There was only one miracle that Christ was unable to perform: he couldn’t persuade the scribes who were present to show their admiration for his undoubted divine power. This was so, not because the Lord didn’t want it, but because they themselves had no desire for it. Given their attachment to the letter of the law, it was impossible for them to accept that ‘the son of man has the authority to remit people’s sins on earth’ (v. 6). It’s well known that no miracle can occur without faith and consent on the part of the persons concerned, because the Lord respects their freedom absolutely.
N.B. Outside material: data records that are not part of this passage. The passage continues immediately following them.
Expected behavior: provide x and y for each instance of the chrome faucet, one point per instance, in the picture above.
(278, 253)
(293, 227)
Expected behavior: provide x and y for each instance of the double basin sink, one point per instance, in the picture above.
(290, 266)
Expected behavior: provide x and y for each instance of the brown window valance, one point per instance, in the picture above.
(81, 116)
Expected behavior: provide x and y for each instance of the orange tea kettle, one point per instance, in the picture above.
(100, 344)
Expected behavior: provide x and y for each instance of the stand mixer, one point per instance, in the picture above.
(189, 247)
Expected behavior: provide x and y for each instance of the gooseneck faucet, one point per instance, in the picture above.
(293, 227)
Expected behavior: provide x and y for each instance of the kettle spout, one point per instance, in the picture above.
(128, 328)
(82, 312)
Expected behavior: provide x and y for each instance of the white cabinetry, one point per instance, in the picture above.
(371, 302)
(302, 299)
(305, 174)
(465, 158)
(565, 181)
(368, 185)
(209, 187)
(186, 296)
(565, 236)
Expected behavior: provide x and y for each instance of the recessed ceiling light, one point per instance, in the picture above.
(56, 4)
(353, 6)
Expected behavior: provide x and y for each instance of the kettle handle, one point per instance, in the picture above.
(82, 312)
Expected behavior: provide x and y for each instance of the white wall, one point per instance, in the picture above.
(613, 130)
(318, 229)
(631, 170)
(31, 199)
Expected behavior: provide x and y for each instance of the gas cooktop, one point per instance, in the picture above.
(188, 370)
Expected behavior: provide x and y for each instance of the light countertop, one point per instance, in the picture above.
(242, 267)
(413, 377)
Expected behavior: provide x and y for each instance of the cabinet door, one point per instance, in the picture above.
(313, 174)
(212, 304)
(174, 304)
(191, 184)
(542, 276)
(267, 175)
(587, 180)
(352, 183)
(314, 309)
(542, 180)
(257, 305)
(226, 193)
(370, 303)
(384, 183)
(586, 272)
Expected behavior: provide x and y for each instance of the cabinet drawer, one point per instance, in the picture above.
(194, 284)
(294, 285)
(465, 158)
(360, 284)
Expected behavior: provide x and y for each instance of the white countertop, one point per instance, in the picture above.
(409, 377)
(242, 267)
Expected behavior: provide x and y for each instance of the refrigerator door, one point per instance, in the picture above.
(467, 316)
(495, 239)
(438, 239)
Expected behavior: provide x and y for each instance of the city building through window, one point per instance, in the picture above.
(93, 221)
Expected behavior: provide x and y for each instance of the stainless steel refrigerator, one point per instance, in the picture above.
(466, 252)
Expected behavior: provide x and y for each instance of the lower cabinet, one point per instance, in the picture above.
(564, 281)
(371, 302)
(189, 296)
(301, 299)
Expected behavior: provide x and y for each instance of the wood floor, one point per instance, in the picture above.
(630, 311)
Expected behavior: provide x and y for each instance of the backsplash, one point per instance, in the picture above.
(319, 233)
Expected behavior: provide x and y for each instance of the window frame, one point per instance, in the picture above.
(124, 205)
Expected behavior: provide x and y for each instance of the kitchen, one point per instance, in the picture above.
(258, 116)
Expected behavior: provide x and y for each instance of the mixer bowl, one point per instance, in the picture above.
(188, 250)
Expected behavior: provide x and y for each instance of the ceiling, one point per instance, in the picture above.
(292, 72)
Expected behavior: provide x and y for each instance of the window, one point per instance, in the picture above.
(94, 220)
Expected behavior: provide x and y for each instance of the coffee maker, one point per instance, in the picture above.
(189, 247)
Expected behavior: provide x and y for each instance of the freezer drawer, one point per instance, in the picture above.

Let’s ask ourselves in our turn: do we have faith and, if so, what kind of faith is it? Is it the true, unfeigned faith of the ordinary people in the Gospel reading who made haste, in wonder, to confess God’s glory? Or is it perhaps the hypocritical faith of the scribes, who knew the whole of the written law, but stumbled over its implementation, particularly because of lack of humility and love?
Let us first of all conduct sincere self-examination and thereafter follow the exhortation of Saint Paul: ‘Love must be sincere. Hate what is evil; cling to what’s good’ (Rom. 12, 9), being careful to apply both parts- avoiding evil, especially our own wicked self, and doing good faithfully. In this way, we won’t be defeated by evil but will ‘overcome evil by good’ (ibid, 21).
It’s only in this way that we’ll overcome our personal paralysis and face the general paralysis with unfeigned faith and love for God and with genuine love and cooperation amongst ourselves, to the glory of God and the salvation of us all. Amen.